Initial (broken) implementation of pelican post reading

Kwpolska · Kwpolska · commit 332c8c79f69b · 2015-08-23T18:45:41.000+02:00
Signed-off-by: Chris Warrick &lt;kwpolska@gmail.com&gt;
diff --git a/nikola/plugin_categories.py b/nikola/plugin_categories.py
@@ -242,6 +242,7 @@ class PageCompiler(BasePlugin):
     friendly_name = ''
     demote_headers = False
     supports_onefile = True
+    metadata_can_be_overridden = False
     default_metadata = {
         'title': '',
         'slug': '',
@@ -299,7 +300,7 @@ def get_compiler_extensions(self):
         return plugins
 
 
-class CompilerExtension(BasePlugin):
+class CompilerExtension(BasePgin):
 
     """An extension for a Nikola compiler.
 
diff --git a/nikola/plugins/compile/rest/__init__.py b/nikola/plugins/compile/rest/__init__.py
@@ -41,13 +41,20 @@
 from nikola.utils import unicode_str, get_logger, makedirs, write_metadata, STDERR_HANDLER
 
 
+DOCINFO_PELICAN_NIKOLA_MAPPING = {
+    'modified': 'updated',
+    'authors': 'author',
+    'summary': 'description'
+}
+
 class CompileRest(PageCompiler):
 
     """Compile reStructuredText into HTML."""
 
     name = "rest"
     friendly_name = "reStructuredText"
     demote_headers = True
+    metadata_can_be_overridden = True
     logger = None
 
     def _read_extra_deps(self, post):
@@ -63,7 +70,7 @@ def register_extra_dependencies(self, post):
         """Add dependency to post object to check .dep file."""
         post.add_dependency(lambda: self._read_extra_deps(post), 'fragment')
 
-    def compile_html_string(self, data, source_path=None, is_two_file=True):
+    def compile_html_string(self, data, source_path=None, is_two_file=True, return_publisher=False):
         """Compile reST into HTML strings."""

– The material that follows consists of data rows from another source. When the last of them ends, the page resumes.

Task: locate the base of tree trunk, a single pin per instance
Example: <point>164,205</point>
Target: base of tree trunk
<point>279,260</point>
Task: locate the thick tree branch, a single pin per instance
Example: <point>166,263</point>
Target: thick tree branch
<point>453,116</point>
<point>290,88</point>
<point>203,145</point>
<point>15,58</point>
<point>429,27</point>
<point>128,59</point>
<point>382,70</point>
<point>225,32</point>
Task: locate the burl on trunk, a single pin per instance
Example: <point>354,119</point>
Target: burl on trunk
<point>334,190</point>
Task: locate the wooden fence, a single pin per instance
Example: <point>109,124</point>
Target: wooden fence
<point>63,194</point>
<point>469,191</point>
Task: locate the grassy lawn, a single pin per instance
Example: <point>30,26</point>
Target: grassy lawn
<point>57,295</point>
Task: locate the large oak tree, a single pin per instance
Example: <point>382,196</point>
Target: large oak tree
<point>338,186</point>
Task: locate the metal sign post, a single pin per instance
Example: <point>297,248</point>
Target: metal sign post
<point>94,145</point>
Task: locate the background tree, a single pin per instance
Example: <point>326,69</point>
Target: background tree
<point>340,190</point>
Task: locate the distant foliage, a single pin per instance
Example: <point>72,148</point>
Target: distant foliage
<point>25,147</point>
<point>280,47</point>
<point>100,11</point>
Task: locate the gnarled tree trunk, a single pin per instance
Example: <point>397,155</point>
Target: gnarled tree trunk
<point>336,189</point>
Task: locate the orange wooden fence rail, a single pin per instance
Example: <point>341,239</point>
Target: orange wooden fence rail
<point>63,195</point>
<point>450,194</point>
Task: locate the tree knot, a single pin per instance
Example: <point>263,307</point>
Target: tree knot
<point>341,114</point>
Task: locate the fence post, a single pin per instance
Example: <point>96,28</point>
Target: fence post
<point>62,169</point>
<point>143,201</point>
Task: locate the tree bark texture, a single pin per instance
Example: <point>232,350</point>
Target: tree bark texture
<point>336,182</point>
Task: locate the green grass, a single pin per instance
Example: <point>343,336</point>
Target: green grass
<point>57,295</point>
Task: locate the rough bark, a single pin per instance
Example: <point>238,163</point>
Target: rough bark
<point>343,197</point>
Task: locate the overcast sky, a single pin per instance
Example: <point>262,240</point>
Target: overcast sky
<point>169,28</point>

         # If errors occur, this will be added to the line number reported by
         # docutils so the line number matches the actual line number (off by
@@ -74,7 +81,10 @@ def compile_html_string(self, data, source_path=None, is_two_file=True):
             add_ln = len(m_data.splitlines()) + 1
 
         default_template_path = os.path.join(os.path.dirname(__file__), 'template.txt')
-        output, error_level, deps = rst2html(
+        # TODO cache publisher in post object (which requires a ton of
+        # refactoring, and might even need v8 and breaking tons of APIs) for
+        # speed -- right now, we are publishing each post twice
+        publisher = rst2html(
             data, settings_overrides={
                 'initial_header_level': 1,
                 'record_dependencies': True,
@@ -83,12 +93,16 @@ def compile_html_string(self, data, source_path=None, is_two_file=True):
                 'syntax_highlight': 'short',
                 'math_output': 'mathjax',
                 'template': default_template_path,
-            }, logger=self.logger, source_path=source_path, l_add_ln=add_ln, transforms=self.site.rst_transforms)
-        if not isinstance(output, unicode_str):
-            # To prevent some weird bugs here or there.
-            # Original issue: empty files.  `output` became a bytestring.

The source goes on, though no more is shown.